Patching the Sentinel MCP server for safety

MCP servers are now the default way to connect AI to real systems, tools and data. In SOC scenarios, they are used to pull logs, run hunts, and automate response steps. It feels clean and simple: you ask the model, it calls the tool, you get what you were looking for.

Reality is messier. MCP servers are optimized for access, not guardrails, and controls are rarely available by default. The result is that a single vague natural language request can turn into an expensive and problematic execution.

I spend a lot of time in Sentinel data lake. I use the official MCP server myself, and I have watched enterprises adopt it as well. I have also seen the dark side: A single vague prompt cost my client 450$. One query. No malicious intent - just an LLM doing exactly what it was asked without the guardrails we take for granted in the Azure/Defender portals.

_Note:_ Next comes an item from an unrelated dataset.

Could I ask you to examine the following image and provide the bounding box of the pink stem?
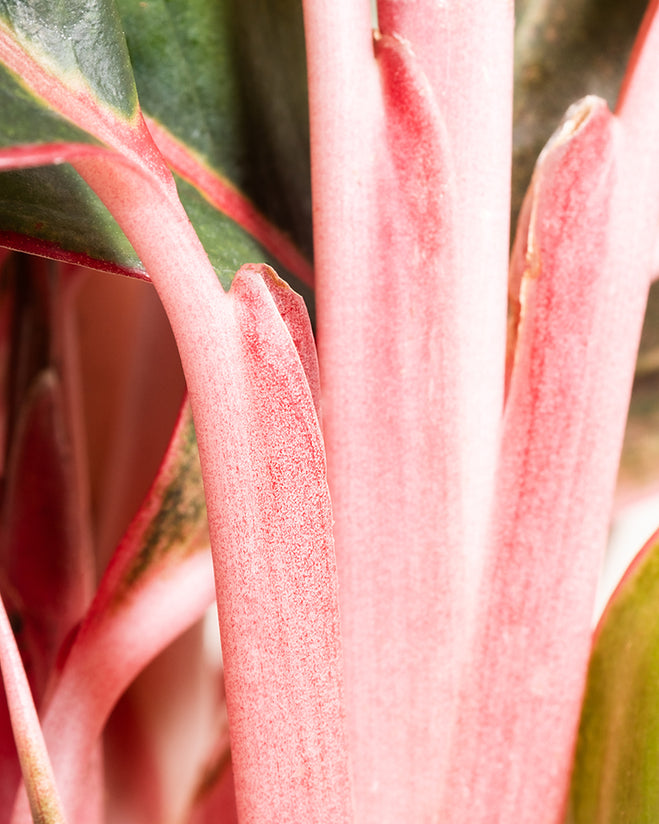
[305,0,511,822]
[0,599,66,824]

This post walks through a practical example and a minimal patch that makes the Sentinel MCP server safer. I am not trying to replace the official server. I am showing a PoC example of how to wrap it, add guidance for the model, and enforce a couple of simple rules so you avoid accidental full scans.

Data Lake Realities

Cost Elements

When using an MCP server, multiple cost elements come into play. The most relevant for our use case is the cost of the end system incurred by calling specific tools - in this example, querying data in Sentinel data lake via the query_lake tool.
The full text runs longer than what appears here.